Die Frage, wie es einer mit dem Deutschen hält, geisterte im Zuge der Geschichte und in vielen Geschichten immer wieder durch die Schriften Österreichs, denn deutsch war hier eben nicht das Vaterland, sondern das, was vermeinte, die eigentliche Heimat zu sein, als lebte da nicht seit jeher eine Mischkulanz an Menschen unterschiedlicher Herkunft. Der Leitsatz "meaoiswiamia" – also: "mehr als unsereins" – verweist nicht nur auf diese heimische Melange, sondern auch auf die spezifisch österreichische Literaturtradition der Kritik an der Sprache und an den Sprachen schlechthin. Dieser Echoraum ist erfüllt vom fernen Nachhall des einstigen Vielvölkerreichs, der jahrzehntelang verstummt war, doch durch die jüngere Zuwanderung an neuer Kraft gewinnt. In den vielseitigen Büchern österreichischer Dichtung kann nachgelesen werden, wie verkürzt es stets schon war, das Land und seine Leute auf eine einzige völkische Formel bringen zu wollen.

Feiste Selbstgerechtigkeit

"meaoiswiamia" will dem einschlägigen Schlachtruf "miasanmia" entgegenschallen, jener feisten Selbstgerechtigkeit, die außer sich selbst nichts kennen will. In dem nicht immer gar so gastlichen Gastland werden wieder Koalitionen geschlossen mit Politikern, die Lieder zu singen wissen, von der siebenten Million vergaster Juden, die es noch zu schaffen gilt. Legitimiert wird auf diese Weise solch ein Bündnis im Bund. Unerträglich ist, was beinah wie eine groteske Fiktion wirkt: Was früher nur der Namen eines Bundeslandes war, klingt nun wie ein politisches Projekt für den ganzen Staat: "Niederösterreich!"

"Vielerorts – ob in Ungarn, in Italien, in Polen, in Israel – kommen in den letzten Jahren Kräfte an die Macht, die im Namen des Nationalen alles Ungleiche und Eigenwillige ausgrenzen wollen."

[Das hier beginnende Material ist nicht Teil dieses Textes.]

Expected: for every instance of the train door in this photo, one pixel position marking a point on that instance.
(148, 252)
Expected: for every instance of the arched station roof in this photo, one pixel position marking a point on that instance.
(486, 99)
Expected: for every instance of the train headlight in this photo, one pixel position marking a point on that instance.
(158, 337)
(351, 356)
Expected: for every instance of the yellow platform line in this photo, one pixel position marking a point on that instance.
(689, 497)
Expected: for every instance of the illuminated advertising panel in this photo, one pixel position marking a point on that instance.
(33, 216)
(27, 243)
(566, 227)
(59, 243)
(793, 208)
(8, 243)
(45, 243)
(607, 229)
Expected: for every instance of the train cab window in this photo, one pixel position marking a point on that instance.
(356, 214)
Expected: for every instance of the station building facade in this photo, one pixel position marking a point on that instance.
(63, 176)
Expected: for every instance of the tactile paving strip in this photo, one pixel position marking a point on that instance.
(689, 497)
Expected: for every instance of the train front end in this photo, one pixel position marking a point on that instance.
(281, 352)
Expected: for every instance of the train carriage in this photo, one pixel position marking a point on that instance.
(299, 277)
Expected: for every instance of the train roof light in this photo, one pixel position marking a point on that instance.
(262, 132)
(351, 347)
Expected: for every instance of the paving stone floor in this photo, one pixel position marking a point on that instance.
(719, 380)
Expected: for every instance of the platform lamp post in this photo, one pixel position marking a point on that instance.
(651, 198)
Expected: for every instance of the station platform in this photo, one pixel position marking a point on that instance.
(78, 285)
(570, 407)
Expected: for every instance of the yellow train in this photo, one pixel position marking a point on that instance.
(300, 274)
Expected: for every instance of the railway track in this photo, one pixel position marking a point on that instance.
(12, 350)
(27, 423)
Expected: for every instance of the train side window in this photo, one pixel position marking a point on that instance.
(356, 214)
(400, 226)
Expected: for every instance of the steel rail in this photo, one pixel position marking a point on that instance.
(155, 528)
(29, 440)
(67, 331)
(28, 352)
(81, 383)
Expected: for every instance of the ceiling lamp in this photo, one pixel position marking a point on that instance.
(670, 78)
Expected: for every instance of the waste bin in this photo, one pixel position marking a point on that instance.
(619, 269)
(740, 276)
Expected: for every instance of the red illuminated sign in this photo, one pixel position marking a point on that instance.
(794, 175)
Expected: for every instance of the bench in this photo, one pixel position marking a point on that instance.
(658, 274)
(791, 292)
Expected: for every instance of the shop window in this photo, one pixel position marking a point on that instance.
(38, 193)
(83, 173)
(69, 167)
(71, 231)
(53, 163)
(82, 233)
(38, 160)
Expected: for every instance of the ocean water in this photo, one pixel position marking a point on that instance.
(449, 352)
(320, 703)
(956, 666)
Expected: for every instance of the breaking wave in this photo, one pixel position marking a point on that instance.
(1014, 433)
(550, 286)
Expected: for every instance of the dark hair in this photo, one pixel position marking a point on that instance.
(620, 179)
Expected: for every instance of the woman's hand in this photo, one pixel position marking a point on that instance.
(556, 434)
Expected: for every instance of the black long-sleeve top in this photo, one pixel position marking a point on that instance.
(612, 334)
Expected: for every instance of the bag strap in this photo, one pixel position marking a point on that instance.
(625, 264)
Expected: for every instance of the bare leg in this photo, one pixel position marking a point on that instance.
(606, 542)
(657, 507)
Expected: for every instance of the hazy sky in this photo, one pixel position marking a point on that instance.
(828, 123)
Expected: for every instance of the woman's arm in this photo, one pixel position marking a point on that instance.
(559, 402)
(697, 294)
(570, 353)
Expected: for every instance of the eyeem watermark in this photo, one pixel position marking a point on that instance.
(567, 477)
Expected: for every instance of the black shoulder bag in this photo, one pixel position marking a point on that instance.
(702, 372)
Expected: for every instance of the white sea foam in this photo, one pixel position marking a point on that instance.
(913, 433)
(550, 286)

Solche Koalitionen sind längst keine austriakische Spezialität mehr – was allerdings auch kein wahrer Trost ist … Vielerorts – ob in Ungarn, in Italien, in Polen, in Israel – kommen in den letzten Jahren Kräfte an die Macht, die im Namen des Nationalen alles Ungleiche und Eigenwillige ausgrenzen wollen. Sie machen mobil gegen die offene Gesellschaft und gegen alle freie Kunst, die sich in ihren Werken jeglicher Bevormundung zu widersetzen versucht. Unabhängige Redaktionen geraten derweil in die Krise. Boulevard und Hetzmagazine werden gefördert und die "Wiener Zeitung", das älteste noch erscheinende Tagesblatt der Welt, wird unterdessen eingestellt.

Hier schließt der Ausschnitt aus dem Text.